One of the most ambitious uses friction of the body against the escape tube to slow people’s descent, but Huebner claimed this was ineffective much above 10 storeys because of the potential for injury.

‘The other good thing about the pneumatic system is that it does not rely on electrical power being maintained,’ he added.

Engineering Voigt, which is based in Bad Saarow-Pieskow near the East German-Polish border, claimed to have successfully tested a model of the system in its laboratory.

It is attempting to patent the concept in Germany and to interest local construction and engineering firms in mounting larger-scale trials.

Gordon Masterton, chairman of the Institution of Civil Engineers’ structural and building group, said the Voigt proposal was one of the more ambitious examples of how engineers and architects are reinventing their approach to building safety.’The World Trade Centre forced us to think the unthinkable in relation to the safety of buildings themselves and the effectiveness of evacuation systems,’ said Masterton.He said that even assuming the basic concept worked in practice, it would need to be able to get a large number of people out to be considered worthwhile.

But he said the proposal was generally in line with current thinking. ‘Having a system that is not compromised by a failure of power inside the building is an attractive proposition,’ he said.

Sidebar: Arup says improved safety need not be costly

High-rise buildings can be made safer and the effects of disasters such as the September 11 attacks can be mitigated at little cost to owners and developers, according to consultant Ove Arup.

Improved fire protection, design of floors to resist collapse (as in buildings in seismic zones), modelling and improved management systems for evacuation all have a part to play in alleviating anxiety among high-rise workers, said a report from Arup’s Extreme Event Mitigation taskforce.

Last week’s report from the US Federal Emergency Management Agency, which concluded little could be done to safeguard buildings against aircraft strikes, missed the point, said Arup director Peter Bressington. ‘I’m amazed at the US attitude. You can’t say to people in high-rise buildings, ‘There’s nothing we can do about it.”

More robust fire protection for structures is a prime concern, he said. In the World Trade Centre sprayed fire protection on the floor trusses and dry-lining protecting the staircase core were blown away by the blast. Bressington suggests intumescent paint as part of the solution. ‘Only a localised part would be blown off. Spray-on mineral wool used in the US has no robustness at all.’

Concrete fire protection is effective provided fixings are robust, but at extreme temperatures explosive spalling occurs as moisture trapped in the material turns to steam. Polypropylene fibres incorporated into the concrete mix melt and allow the steam to escape. ‘Concrete buildings will generally perform better in an impact and in fire. But that doesn’t mean all buildings should be concrete,’ said Bressington.

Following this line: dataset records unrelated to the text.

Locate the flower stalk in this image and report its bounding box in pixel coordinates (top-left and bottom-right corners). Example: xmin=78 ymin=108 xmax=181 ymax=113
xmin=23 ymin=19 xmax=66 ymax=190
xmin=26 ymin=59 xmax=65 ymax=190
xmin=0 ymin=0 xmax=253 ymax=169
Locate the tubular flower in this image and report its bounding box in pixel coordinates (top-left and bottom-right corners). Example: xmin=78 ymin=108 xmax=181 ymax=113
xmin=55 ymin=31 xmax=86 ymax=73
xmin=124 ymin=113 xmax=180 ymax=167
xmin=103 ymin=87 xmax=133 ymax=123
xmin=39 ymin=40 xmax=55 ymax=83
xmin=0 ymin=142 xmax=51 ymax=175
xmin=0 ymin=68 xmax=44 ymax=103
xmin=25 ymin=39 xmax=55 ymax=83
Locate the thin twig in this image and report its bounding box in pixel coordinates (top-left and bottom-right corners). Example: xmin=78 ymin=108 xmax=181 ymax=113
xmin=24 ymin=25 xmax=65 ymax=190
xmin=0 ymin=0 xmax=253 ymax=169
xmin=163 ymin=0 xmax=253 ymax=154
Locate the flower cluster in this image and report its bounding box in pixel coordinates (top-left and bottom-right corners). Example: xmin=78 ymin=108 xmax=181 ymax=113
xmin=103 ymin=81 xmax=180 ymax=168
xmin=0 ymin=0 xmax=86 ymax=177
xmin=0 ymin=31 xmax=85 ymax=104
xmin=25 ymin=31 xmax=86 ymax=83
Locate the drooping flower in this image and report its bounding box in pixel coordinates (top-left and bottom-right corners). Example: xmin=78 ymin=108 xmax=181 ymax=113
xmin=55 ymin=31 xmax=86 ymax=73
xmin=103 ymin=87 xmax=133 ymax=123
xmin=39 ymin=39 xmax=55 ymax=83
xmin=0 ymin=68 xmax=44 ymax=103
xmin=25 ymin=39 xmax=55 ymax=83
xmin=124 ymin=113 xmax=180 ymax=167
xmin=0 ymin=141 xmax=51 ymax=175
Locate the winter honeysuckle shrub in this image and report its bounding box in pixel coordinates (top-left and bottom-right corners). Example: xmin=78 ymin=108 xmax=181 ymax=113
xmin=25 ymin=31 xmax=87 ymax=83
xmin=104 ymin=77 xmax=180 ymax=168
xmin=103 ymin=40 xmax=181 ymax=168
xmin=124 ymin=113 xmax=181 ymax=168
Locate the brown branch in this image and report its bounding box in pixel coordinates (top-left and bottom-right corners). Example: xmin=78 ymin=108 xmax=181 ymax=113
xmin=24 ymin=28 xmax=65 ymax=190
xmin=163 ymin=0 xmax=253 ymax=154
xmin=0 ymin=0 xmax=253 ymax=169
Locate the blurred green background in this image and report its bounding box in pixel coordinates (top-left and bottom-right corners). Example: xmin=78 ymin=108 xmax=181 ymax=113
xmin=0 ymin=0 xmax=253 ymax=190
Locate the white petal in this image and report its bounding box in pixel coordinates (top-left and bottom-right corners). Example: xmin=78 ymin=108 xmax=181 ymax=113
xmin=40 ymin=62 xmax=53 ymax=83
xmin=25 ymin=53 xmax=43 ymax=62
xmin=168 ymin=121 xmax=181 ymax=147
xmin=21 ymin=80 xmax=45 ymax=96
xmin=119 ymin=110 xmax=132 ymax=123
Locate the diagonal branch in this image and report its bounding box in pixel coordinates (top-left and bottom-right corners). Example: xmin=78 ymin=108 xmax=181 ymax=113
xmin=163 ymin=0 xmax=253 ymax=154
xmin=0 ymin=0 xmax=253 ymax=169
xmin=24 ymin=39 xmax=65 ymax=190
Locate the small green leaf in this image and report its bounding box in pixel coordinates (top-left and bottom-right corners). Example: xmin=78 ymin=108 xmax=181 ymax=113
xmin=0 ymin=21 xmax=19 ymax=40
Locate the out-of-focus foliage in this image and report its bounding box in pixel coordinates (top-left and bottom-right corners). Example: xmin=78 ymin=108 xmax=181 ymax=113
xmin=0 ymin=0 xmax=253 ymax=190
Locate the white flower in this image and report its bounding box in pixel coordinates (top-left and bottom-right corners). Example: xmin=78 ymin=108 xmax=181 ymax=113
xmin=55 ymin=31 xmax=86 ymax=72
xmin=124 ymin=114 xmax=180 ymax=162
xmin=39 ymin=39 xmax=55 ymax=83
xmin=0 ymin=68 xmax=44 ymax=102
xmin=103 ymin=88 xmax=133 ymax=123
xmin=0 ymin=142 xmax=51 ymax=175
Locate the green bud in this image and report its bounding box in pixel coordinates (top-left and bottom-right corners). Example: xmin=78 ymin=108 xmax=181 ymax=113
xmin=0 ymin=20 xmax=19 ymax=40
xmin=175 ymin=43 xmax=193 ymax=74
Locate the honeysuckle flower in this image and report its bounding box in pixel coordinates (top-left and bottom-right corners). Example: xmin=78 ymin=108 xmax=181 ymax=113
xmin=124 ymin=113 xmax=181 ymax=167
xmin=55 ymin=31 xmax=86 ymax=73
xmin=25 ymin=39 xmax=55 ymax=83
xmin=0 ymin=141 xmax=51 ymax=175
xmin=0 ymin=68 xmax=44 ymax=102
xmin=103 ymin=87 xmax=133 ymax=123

Structurally Arup advocates modelling possible disasters in buildings to gain a better understanding of what might happen. The firm modelled the effect of a jet engine crashing into a key structural member. It discovered that a direct hit from the shaft of a jet engine would punch straight through a steel column. It would also punch a hole in a reinforced concrete wall, but not cause collapse. Even a lighter wing structure can destroy a standard steel column, depending on the speed of impact.

A small design change, adopting a ductile connection between floor supports and the supporting frame, used in seismic zones, would allow floors to sag but not break away, avoiding progressive collapse triggered by debris from upper floors falling on to lower ones. ‘The cost would be negligible and it would cover a lot of eventualities,’ said Bressington. He said the detail used on the WTC was ‘not unrobust’ but there were doubts about whether it had been built as designed.